Measurement of AKI incidence and outcomes has frequently been described as a valuable patient safety barometer for NHS hospitals. [18,19] AKI is observed across a wide range of hospital settings and ‘good’ AKI care is often closely associated with good overall patient care. We hypothesise that the observed excess winter mortality risk for patients who developed AKI in our cohort (persisting despite case-mix adjustment) may potentially reflect “winter-pressures”. This is a phenomenon of increasing concern across the NHS. As temperatures fall, increased demand for medical care, changes in how patients access healthcare, and how services manage the flow of patients, all contribute to deterioration in the performance of healthcare providers from January onwards. [20,21] The clinical care pathways, resources and resilience for NHS hospitals are not adjusted for in our model and they may be varied under winter pressures. Trusts that are identified as high outliers in our analysis may benefit from further review to better understand and address factors that may be contributing to excess winter mortality risk for their AKI patients. Whereas for trusts without excess winter AKI mortality, we assume they had good service management that allowed for the increase in demand of medical care in the winter and adjust their capacity accordingly. They could share their experience and best practice in order to improve performance of less well performing trusts.

Patients who had a primary diagnosis of UTI in our cohort were most vulnerable to excess winter mortality risk (OR = 1.55[1.30–1.80]), alongside patients with a primary diagnosis of hip fractures (OR = 1.53[1.27–1.83]). Both of these diagnoses are commonly associated with increased patient frailty. Although our statistical model adjusts for age and co-morbid conditions, it is difficult to fully account for the severity of these conditions and the concept of frailty using administrative data alone. Similarly we cannot account for reverse causality in our models, where patients are already dying at the time that they trigger an AKI alert. Nonetheless, frail patients are likely to be most vulnerable to “winter pressures” on the healthcare system and this finding merits further focussed investigation to see if outcomes can be improved for these patient groups. Measures such as vaccination programmes against seasonal influenza and pneumococcus, hospital acute frailty units and specialist “orthogeriatric” teams are already widely utilised across the English NHS [22,23,24,25].

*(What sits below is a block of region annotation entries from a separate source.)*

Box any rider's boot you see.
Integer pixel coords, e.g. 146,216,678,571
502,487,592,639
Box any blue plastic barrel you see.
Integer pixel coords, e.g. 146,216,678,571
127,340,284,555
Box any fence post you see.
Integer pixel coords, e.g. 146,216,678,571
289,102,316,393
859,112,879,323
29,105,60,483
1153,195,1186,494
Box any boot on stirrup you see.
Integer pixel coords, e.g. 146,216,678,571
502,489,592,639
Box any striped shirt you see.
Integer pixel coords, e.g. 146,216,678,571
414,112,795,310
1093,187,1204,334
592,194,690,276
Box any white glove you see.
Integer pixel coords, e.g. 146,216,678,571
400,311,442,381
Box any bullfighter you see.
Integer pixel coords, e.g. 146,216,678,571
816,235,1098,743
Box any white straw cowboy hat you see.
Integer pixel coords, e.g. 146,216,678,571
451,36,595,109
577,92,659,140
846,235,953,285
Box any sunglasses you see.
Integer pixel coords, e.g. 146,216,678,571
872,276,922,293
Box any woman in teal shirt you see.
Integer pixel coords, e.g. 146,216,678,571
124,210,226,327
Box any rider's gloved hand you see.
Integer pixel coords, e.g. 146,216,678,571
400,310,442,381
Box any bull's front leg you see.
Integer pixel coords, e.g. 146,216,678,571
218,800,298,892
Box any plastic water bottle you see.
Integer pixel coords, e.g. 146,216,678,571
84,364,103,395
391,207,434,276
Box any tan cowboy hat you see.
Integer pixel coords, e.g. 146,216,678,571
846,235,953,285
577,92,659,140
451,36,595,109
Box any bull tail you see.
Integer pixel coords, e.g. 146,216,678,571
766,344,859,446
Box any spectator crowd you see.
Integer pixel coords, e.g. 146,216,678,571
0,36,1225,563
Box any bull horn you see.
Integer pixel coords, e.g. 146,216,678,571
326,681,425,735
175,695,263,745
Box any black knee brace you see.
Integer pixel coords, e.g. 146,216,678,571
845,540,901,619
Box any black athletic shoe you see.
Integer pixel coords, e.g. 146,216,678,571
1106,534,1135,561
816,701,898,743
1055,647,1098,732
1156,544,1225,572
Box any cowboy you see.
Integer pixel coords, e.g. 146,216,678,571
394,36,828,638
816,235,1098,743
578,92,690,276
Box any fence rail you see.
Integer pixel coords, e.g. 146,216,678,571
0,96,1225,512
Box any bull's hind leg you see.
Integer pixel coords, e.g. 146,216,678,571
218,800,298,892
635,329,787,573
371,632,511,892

AKI mortality was most influenced by comorbidity, which we have adjusted for with the RCCI (Supplementary file section A1c Table A1). A limitation of this study is that there might be other unadjusted risk factors such as having interventions associated with AKI risk such as cardiovascular surgery or type of speciality treatment, including ICU stay, however, these variables are to some extent indirectly captured by the RCCI, type of admission, primary disease group, and peak AKI severity which were adjusted for in our analysis.

In this analysis we have restricted our cohort to hospitalised patients with AKI, as clinical variables for case-mix adjustment had to be derived from HES. We therefore could not study seasonal outcomes for patients who developed AKI in the community and were not hospitalised (approximately 30% of all AKI cases in England). [6] it is difficult to comment on the potential impact of “selection bias” on our findings, due to variability in thresholds for admission for patients with AKI across different seasons. We were also unable to capture a complete national cohort of patients with hospitalised AKI. This was due to incomplete data returns from laboratories to the UKRR during the study time period.

Conclusion

In this study we have demonstrated that the incidence of AKI peaks in winter months across the English NHS. Mortality risk for hospitalised patients with AKI is also higher in winter, despite accounting for a range of clinical variables including patient demographics, primary diagnosis, comorbidities and AKI severity. This unexplained variation, including the possible impact of “winter-pressures” on outcomes for patients with AKI merits further investigation.